Além da integração pelos rios da região, a China também avança com outros corredores de exportação por terra. As estatais chinesas Cheng Dong International e China Harbour tem o projeto de interligar o Suriname a Manaus, incluindo um porto de águas profundas, uma rodovia e uma ferrovia, reduzindo a necessidade de navegação fluvial. A autora afirma que esses investimentos sinalizam a entrada definitiva da China na região Amazônica.
O presidente da Câmara de Comércio e Indústria Brasil China afirma que os investimentos de hidrelétricas, hidrovias e mineração na região não necessariamente estão interligados. Charles Tang diz que, na maioria dos casos, as empresas investem somente devido ao bom retorno de um projeto. Mas isso não excluiria a cooperação e parcerias estratégicas entre elas, já que todas têm o mesmo dono: o governo chinês.
Expansão chinesa
A Three Gorges já é a sexta maior operadora de energia no Brasil, com 6,895 quilowatts de capacidade instalada, o suficiente para abastecer o Estado de Pernambuco Sua expansão no Brasil deu um salto em novembro de 2015, quando ganhou a concessão das hidrelétricas de Jupiá e Ilha Solteira, que pertenciam à paulista Companhia Energética de São Paulo. A empresa chinesa pagou o valor mínimo da outorga, R$ 13,8 bilhões.
A expansão no Brasil foi rápida. A Three Gorges entrou no Brasil em 2011, e de maneira indireta. Foi quando a chinesa comprou a participação do governo português na Energias de Portugal (EDP), tornando-se a sua maior acionista, com 21,35% empresa. Assim, a Three Gorges herdou as obras de sete usinas hidrelétricas no Brasil.
Sua presença foi fortalecida em 2014, durante visita do presidente chinês Xi Jinping ao Brasil. Na ocasião, o governo chinês assinou um acordo cooperação-técnica com Eletrobras Furnas, empresa de economia mista e de capital aberto cujo controle acionário pertence ao governo do Brasil.

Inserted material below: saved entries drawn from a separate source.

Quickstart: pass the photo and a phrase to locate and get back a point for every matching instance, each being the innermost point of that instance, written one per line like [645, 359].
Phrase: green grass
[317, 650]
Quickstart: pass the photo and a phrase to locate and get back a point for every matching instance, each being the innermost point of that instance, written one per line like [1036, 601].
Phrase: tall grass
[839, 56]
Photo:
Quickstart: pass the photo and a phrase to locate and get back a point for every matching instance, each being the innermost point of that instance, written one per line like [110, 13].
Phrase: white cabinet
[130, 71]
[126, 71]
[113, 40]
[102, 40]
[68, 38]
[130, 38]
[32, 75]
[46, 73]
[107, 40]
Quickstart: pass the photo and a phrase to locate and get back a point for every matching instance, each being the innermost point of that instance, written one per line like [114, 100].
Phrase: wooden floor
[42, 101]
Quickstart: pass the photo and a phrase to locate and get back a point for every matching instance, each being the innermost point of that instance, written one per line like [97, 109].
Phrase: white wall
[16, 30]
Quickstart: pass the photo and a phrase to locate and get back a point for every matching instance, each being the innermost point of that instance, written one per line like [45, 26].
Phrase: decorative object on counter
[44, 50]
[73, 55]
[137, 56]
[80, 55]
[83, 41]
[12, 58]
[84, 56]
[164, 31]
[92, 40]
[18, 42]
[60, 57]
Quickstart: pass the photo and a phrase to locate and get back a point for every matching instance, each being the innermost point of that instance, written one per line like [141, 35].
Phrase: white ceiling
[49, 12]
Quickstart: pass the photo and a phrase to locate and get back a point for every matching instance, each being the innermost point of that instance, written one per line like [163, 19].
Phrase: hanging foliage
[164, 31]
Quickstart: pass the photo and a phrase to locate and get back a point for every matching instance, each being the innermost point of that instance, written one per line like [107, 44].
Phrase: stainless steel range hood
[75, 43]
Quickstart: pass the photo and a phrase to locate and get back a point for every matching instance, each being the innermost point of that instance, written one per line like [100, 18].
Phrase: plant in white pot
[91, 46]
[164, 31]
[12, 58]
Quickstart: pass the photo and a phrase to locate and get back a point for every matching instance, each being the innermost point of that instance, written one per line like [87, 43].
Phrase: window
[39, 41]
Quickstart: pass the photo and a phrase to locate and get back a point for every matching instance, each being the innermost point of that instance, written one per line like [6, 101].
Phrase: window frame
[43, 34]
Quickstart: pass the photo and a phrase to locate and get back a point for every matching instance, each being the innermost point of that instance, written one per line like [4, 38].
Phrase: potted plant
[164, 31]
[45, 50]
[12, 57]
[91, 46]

Foi quando se anunciou o interesse das duas empresas na hidrelétrica de São Luiz do Tapajós. Questionada, Furnas se limita a afirmar que o acordo prevê a construção da hidrelétrica de São Manoel (700 megawatts), que fica no rio Teles Pires, na divisa entre Pará e Mato Grosso. Em nota, a empresa brasileira declara que o acordo prevê “o desenvolvimento de novos projetos hidrelétricos no Brasil, bem como a cooperação técnica e a troca de tecnologias.” A empresa afirma ainda que “está prevista a possibilidade da participação de Furnas em novos empreendimentos de fontes alternativas de energia, sobretudo eólicas, no Brasil e na China.” A Repórter Brasil pediu detalhes da cooperação entre as duas empresas e o acesso à íntegra do acordo, mas a empresa alegou que, por se tratar de informações empresariais, essa é uma “exceção prevista” na lei de acesso à informação.